Это было давным-давно. Целая жизнь прошла. Долгая. Тогда – малый мальчонка. Теперь – старый, хворый, седой, одним словом – Дед. Так его величали в семье и в кругу ближнем, знакомом. Он сам себе прилепил это имя ли, звание вроде пустой отговоркой: «Какой с меня спрос? Я дед. Старый дед. Понятно?»

Дед – значит, Дед. В раннем утреннем и позднем вечернем звонках спрашивал сын: «Дед? Ты там живой?..» И внуки, естественно: «Дедушка… Деда…» А еще – круг рыбаков и охотников – старых друзей, но теперь уже – их сыновей привычный зов: «Ты на охоту готовишься, Дед? Не забыл? А как без тебя?» Это были не пустые слова, но верная примета: с Дедом всегда везёт на добычу. Глаза и силы у него не те, что прежде. Но чутьё и память остались: меляки, зимовальные ямы, невидимые глазу донные свалы, жировки, ходы, лазы, повадки зверя ли, рыбы – все знает и помнит. На то он и Дед. Старый, седой. Но память осталась.

Вот и сегодня: стишок услышал и сразу запомнил, повторив его раз и другой. Хороший стишок. Всё в нем – правда.

«Помню, как жили мы… в веселе и тепле». «С мамой родною» в малом поселке Лазурь, на окраине Сталинграда, близ Мамаева бугра, в его надёжном укрыве от ветров.

Малые домики, зеленые огороды, сады. Тихие улочки, добрые соседи, гурьба весёлой детворы. Одних Лутошкиных – шестеро; все, как один, рыжие, озорные. Шурочка Лутошкина и сейчас в памяти; она была его «невестой».

Посёлок Лазурь. Свой домик. Дойная коза Манька. Мохнатая собака Трезор. Палисадник с цветами. Сладкие яблоки на деревьях. Яндыковские они назывались. Зеленый дворик. Просторный купол синего неба.

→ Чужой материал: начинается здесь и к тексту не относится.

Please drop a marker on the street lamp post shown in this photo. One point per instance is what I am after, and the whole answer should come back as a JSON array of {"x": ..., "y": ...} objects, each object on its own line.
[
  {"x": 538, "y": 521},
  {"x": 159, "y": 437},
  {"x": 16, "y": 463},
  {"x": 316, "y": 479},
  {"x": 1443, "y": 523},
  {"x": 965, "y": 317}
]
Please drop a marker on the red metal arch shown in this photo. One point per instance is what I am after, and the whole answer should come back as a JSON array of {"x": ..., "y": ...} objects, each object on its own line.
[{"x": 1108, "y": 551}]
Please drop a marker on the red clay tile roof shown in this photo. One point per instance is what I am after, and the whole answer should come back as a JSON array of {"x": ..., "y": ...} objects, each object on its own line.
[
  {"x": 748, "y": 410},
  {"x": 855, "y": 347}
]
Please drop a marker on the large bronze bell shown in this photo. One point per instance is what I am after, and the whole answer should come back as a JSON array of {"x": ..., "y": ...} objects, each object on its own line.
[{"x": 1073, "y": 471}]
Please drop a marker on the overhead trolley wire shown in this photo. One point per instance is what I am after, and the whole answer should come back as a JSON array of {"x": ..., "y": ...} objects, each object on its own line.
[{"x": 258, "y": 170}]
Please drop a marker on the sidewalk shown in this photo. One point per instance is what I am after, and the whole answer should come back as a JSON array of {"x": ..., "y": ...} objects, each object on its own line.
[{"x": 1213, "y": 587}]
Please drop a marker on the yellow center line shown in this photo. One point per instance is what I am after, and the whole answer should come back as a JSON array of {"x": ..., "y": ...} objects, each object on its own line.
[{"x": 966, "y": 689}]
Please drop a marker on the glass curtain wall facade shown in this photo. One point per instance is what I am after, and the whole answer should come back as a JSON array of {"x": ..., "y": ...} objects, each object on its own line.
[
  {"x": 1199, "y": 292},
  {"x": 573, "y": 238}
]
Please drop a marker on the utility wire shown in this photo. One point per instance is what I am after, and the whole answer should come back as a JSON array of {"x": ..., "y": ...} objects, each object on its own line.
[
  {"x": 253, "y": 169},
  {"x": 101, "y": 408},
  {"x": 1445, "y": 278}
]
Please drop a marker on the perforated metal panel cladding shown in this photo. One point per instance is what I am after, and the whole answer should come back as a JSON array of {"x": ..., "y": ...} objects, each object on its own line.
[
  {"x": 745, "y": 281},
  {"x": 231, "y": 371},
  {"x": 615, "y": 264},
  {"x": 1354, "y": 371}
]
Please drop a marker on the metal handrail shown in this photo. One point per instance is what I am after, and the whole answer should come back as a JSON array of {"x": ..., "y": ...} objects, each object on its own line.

Война далеко. Порой высоко в небе кружил маленький самолётик; из него сыпались белые листовки. Ветер уносил их. От посёлка вдали, в центре городе иногда недолго гудели сирены, объявляя воздушную тревогу. К ним привыкли.

А потом вдруг, нежданно-негаданно, пришла беда. Среди белого дня, словно чёрная туча – немецкие самолёты. Их было много и много. Они наплывали с тяжёлым гулом от Мамаева бугра, закрывая солнце и небо. Встречая их, по всему городу истошно завыли сирены, надрывались гудки заводские и пароходные, волжские. Мать потащила мальчика в погреб. Там – темно. Мальчишке хотелось поглядеть на самолёты. Всё ближе их гул. И началось страшное. Дьявольский вой и свист. Грохот взрывов, трясенье земли. Снова и снова. Вой и грохот. Совсем рядом. Земля содрогается. С низкой крыши песок сыплется. Разрывающий уши вой. Оглушающий грохот. Трещит ненадёжная кровля. Снова и снова вой. Обморочное ожидание грохота ли, забвенья. Молитва матери:

Живый в помощи Вышняго,
В крове Бога Небесного…

Телефонный звонок пришел из мира иного, нынешнего, и потому не сразу был услышан и понят. Звонил сын, как обычно, с работы вернувшись.

– Дед? Ты живой там? Заснул? Какие новости?

– Какие у меня новости… – со вздохом ответил Дед, не вдруг возвращаясь ко дню сегодняшнему. – Живый в помощи. – И засмеялся, вспомнив: – Даже стишок выучил. Да… По радио услыхал. Вот послушай:

Помню, как жили мы
С мамой родною…

Он прочитал весь стишок и добавил:

– Девочка выступала. Голосок – чисто Маняшин. Наверное, из детсада. Учат их там. А вот вы не хотите, чтобы в детсад ходили. Чего боитесь…

Сын засмеялся.

– Поп – своё, чёрт – своё. Завтра приходи и учи.

– И научу! – задиристо ответил Дед. Но тут же осадил себя. – Детвора-то спит?

– Спит…

– Вот и ты, сынок, ужинай и ложись отдыхай, – проговорил он мягко и попрощался: – До завтра.

Он не хотел донимать сына, жалея его. Позади у того долгий день нелёгкой работы. Наговорился, наслушался всякого. Пусть отдыхает. Завтра с утра можно и поругать его за то, что себя и детей не жалеет. Уходит – они ещё спят, приходит – уже спят. Разве это хорошо? Но об этом лучше завтра, с утра.